Some other thoughts from one of the league’s best defenders:
• Allen had a lot of praise for the growing diversity of James’ game. The book on defending the James/Wade pick-and-roll, with James as the screener, has always been either to switch defenders or have LeBron’s defender jump out briefly onto Wade to cut him off while Wade’s defender ducks under the screen.
Allen says those are less appealing options now. James can post up smaller players on switches, and if James’ defender leaves him even for a second to help on Wade, James can either cut to the basket or flare out for an open jumper.
“He’s hitting those 15-footers like they’re warm-ups now,” Allen said. “He’s just squaring up beautifully and hitting them. And he can post you more now. He can hit you with backdoor cuts. He’s got everything in his game now. People try to bash him, but he’s put his team in this position and he’s putting up video-game numbers.”
• As for the Westbrook/Durant pick-and-roll up top, Allen says Westbrook’s improved jumper has rendered the classic strategy against it more risky. Teams often have Westbrook’s defender go way under the Durant pick while Durant’s guy sticks to the scoring champion, because leaving him even for a second is too dangerous, given Durant’s pinpoint jumper. “We tried that in Game 7 last season [in the Thunder-Grizzlies second-round series], and Westbrook hit like eight jumpers in a row,” Allen said.
• He recommended that the Heat trap Durant aggressively when he pops up off a screen from one of his big men on the wing. Miami did that in the regular season, and because the big man guarding the screener is responsible for that double team, that strategy will leave the screener open rolling to the rim. Allen says you have to live with that. “You gotta make Durant pass to [Serge] Ibaka and Perk [Kendrick Perkins],” Allen said. “Again, pick your poison.”
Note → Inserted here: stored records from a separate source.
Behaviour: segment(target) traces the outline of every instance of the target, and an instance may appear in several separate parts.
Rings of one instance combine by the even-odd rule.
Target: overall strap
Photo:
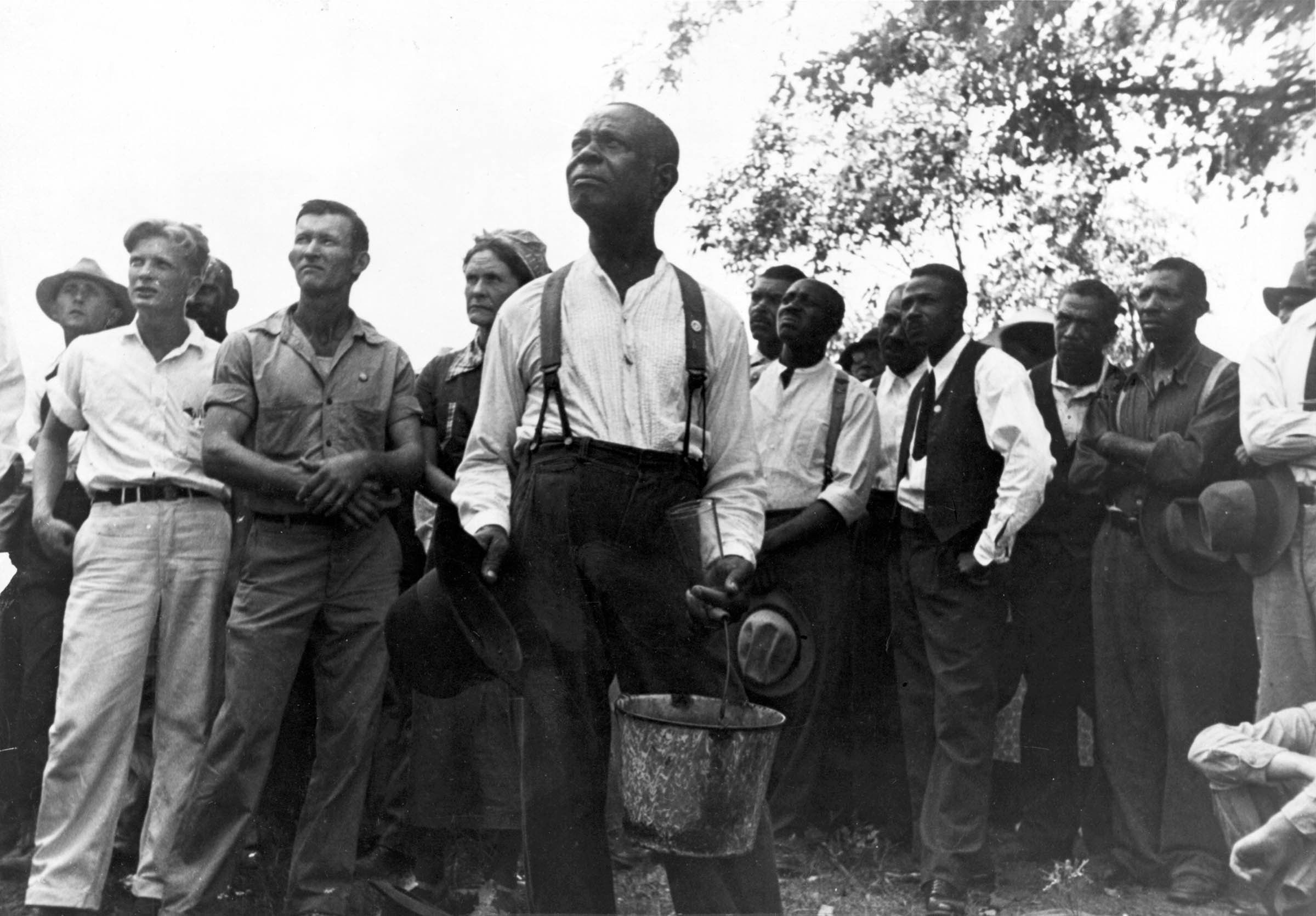
[[[682,442],[680,457],[690,458],[690,424],[695,409],[695,394],[699,394],[700,404],[700,454],[708,451],[708,316],[704,309],[704,292],[699,288],[699,282],[672,265],[676,271],[676,282],[680,284],[680,308],[686,325],[686,437]]]
[[[562,367],[562,287],[566,286],[571,265],[558,267],[544,284],[540,300],[540,372],[544,376],[544,400],[540,403],[540,421],[534,424],[534,438],[530,451],[540,447],[544,440],[544,417],[549,411],[549,395],[558,403],[558,420],[562,424],[562,442],[571,445],[571,424],[567,421],[567,408],[562,399],[562,382],[558,370]]]
[[[844,371],[836,371],[836,380],[832,383],[832,416],[826,426],[826,444],[822,446],[822,488],[832,486],[836,476],[832,463],[836,461],[836,444],[841,438],[841,424],[845,422],[845,395],[850,387],[850,376]]]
Several other players I talked to, including Jerry Stackhouse, who was on the Heat for part of last season, suggested that a well-timed shove as Durant curls around the screen can also help. Officials often can’t see such a nudge amid the crowd of players, Stackhouse said, and they might mistake some shove-induced momentum shift as Durant’s natural acceleration around the pick.
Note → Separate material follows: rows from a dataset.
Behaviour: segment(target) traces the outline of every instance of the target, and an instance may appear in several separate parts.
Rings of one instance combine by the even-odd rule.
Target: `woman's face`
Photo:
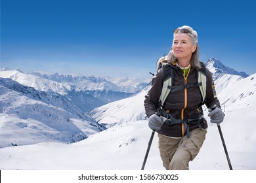
[[[190,61],[192,53],[196,50],[196,45],[193,44],[190,36],[186,33],[177,33],[173,42],[174,56],[179,61]]]

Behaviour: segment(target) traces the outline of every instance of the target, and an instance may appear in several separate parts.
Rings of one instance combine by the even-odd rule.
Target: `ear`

• Lastly, you can count Allen among those regretting the decline in old-school post play around the league: “Perk is probably the only real post man in this series, and they don’t really want him to do that stuff,” Allen said. “He’s a defender. Chris Bosh? He’s a jump shooter as opposed to a real banger. You look at those older teams, and you had Wilt Chamberlain and Hakeem Olajuwon and Patrick Ewing, and those guys would really bang you on the block. Even Bill Cartwright would get the ball for the Bulls sometimes down there! You could never have told those guys that one day we’d get a Finals that would be a straight-up perimeter game.”